Akio delivered the message that, from a management perspective, this “pause” actually means a transition phase necessary for continued growth over the medium- to long-term.
Eight years on, Akio revisited that message on a different occasion. At a company-wide meeting to discuss management issues on March 9, 2022, employees shared how suppliers in Japan had suffered from the repeated cycle of aggressive recovery production and sudden stoppages caused by parts shortages. One management member also warned that suppliers had reached their limits. After hearing this discussion, Akio made the following comment:
“We are now dealing with a crisis. As such, we have decided to revise our current production plan to align more closely with this reality. I want to designate the period from April to June as an ‘intentional pause.’ Based on the circumstances our suppliers are facing, we should formulate a plan that ensures a sound work environment with safety and quality as top priorities.”

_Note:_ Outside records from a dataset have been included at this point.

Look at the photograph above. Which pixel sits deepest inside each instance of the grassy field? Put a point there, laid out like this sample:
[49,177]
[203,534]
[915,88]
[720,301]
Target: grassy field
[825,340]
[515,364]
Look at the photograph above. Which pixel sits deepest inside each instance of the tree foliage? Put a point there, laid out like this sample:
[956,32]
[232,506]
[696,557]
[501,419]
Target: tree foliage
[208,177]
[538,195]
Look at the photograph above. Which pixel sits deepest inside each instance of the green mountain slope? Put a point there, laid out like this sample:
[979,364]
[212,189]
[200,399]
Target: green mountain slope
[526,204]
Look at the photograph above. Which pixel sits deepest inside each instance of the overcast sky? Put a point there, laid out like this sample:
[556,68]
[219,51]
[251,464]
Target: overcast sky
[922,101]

Despite his use of the same phrase, the situation is completely different from eight years ago. What did Akio specifically mean by “intentional pause” this time?
“We at Toyota learned firsthand the importance of prioritizing safety and quality above all else to retain our customer’s trust, after plunging into the red because of the Global Financial Crisis and the recall crisis. We also learned the lesson that we must continuously invest in the frontline personnel underpinning our operations. We will work as one with suppliers and dealers to overcome this crisis.”